I didn't know what to say. It was like someone hit me in the stomach and the chest at the same time. My parents always talked about divorcing, but I didn't think it would actually happen. I sat there numbly, trying to figure out what to do or say. Then Dad came down. Unlike Mom, Dad was raging mad. I bet they had a fight, not a calm agreement like Mom said. Dad said, "Stop crying, you baby! Katrina, go pack your things! You're moving next Monday. Go, now! That vegetarian diet must be making you soft!"
Mom sided with me. "David, can't you see she's upset?"
She didn't call him Honey, so I knew this was real. She always called him Honey. I gave Dad a wide berth as I made my way up to my room. I started emptying my dresser, tossing aside the clothes that don't fit me anymore. I stopped a few minutes into packing to pinch myself. Nope, it wasn't a dream.
I had superpowers. And that gave me an idea. I could easily kill all the veterinarians of the world with just a lift of a finger. They all destroyed families by giving innocent animals lethal injections. And I was gonna start with the worst of them all, the one that killed my Riley, Dr. Starr. I threw my punch and hit the homemade bulls-eye. The bag swung back and hit the wall. Then it bounced off the wall and swung toward me. I ducked and the bag swung harmlessly over me. Then I clung to it and swung, hopping onto the bed after a few seconds. I felt elated. I was already good at hand to hand combat, so I thought I would make a formidable superhero.
I needed a costume so I wouldn't be recognized, so I sneaked into the basement where Mom did her sewing.
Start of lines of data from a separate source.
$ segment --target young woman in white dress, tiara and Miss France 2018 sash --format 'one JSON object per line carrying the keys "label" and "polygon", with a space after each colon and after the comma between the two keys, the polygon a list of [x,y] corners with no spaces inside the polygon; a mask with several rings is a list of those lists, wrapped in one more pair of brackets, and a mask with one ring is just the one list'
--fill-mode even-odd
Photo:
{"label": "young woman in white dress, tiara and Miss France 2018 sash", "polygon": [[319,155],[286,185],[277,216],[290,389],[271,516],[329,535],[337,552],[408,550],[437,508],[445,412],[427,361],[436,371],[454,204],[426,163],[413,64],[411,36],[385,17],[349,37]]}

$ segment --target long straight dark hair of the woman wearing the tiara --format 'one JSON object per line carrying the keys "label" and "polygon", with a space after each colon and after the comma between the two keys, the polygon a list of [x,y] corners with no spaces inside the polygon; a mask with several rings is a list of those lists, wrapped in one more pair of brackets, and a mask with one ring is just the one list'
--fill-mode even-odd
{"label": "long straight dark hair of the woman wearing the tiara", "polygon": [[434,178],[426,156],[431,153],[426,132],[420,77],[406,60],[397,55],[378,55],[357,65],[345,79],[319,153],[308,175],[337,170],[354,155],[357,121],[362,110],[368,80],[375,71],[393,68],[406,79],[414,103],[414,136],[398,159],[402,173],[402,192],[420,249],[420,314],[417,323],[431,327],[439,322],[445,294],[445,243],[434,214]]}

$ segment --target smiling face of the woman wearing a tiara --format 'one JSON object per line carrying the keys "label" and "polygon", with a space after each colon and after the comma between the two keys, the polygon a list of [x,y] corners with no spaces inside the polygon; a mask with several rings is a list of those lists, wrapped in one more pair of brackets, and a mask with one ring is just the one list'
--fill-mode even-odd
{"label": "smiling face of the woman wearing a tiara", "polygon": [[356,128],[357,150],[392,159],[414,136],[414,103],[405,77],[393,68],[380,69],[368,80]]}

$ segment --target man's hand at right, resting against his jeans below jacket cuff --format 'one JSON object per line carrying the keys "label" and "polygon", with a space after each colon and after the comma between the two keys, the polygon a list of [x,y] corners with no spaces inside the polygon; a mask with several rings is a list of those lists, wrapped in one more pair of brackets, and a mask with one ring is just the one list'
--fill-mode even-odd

I grabbed some green, yellow, and blue fabric and got to work. I almost sewed my fingers a few times, but I got the costume finished. It was a green jumpsuit with purple patches and a blue mask that covered my face like a ski mask. A blue patch in the center showed my logo, an F on top of a B. Frog Boy. It was a little tight, but it would stretch out while I moved. If only Riley could see me now. But thanks to Dr. Starr, she was in heaven somewhere. I'd heard it all. She was in a better place. She was going to die anyway. She was no longer suffering. But she was not with me now, curled in my lap, watching NFL games. If only we had money; we would have taken her to a more reliable hospital.
Mom's boss, the CEO of Barney's Bling, had her polishing glass day and night every week with little pay. She only got $2 an hour, and if she got so much as a fingerprint on the glass that was 10 cents out of her paycheck. She always came home stressed and upset. And we barely made enough to have running water. Sometimes we had to live without electricity for weeks. That was on the bottom of the priority list. Water was at the top. We relied on welfare for food.
Sighing, I went back to my room and paced until I'd almost worn a hole in my floor. Finally, I halted and smiled to myself. I had come up with a plan. I would sneak into the animal testing lab and grab some test tubes filled with rabies viruses. Then I would mix the rabies into the animals' food. When an animal bit a vet it would transmit the rabies. If that didn't work I would have to use my powers to kill the vets. Either way, they were going down.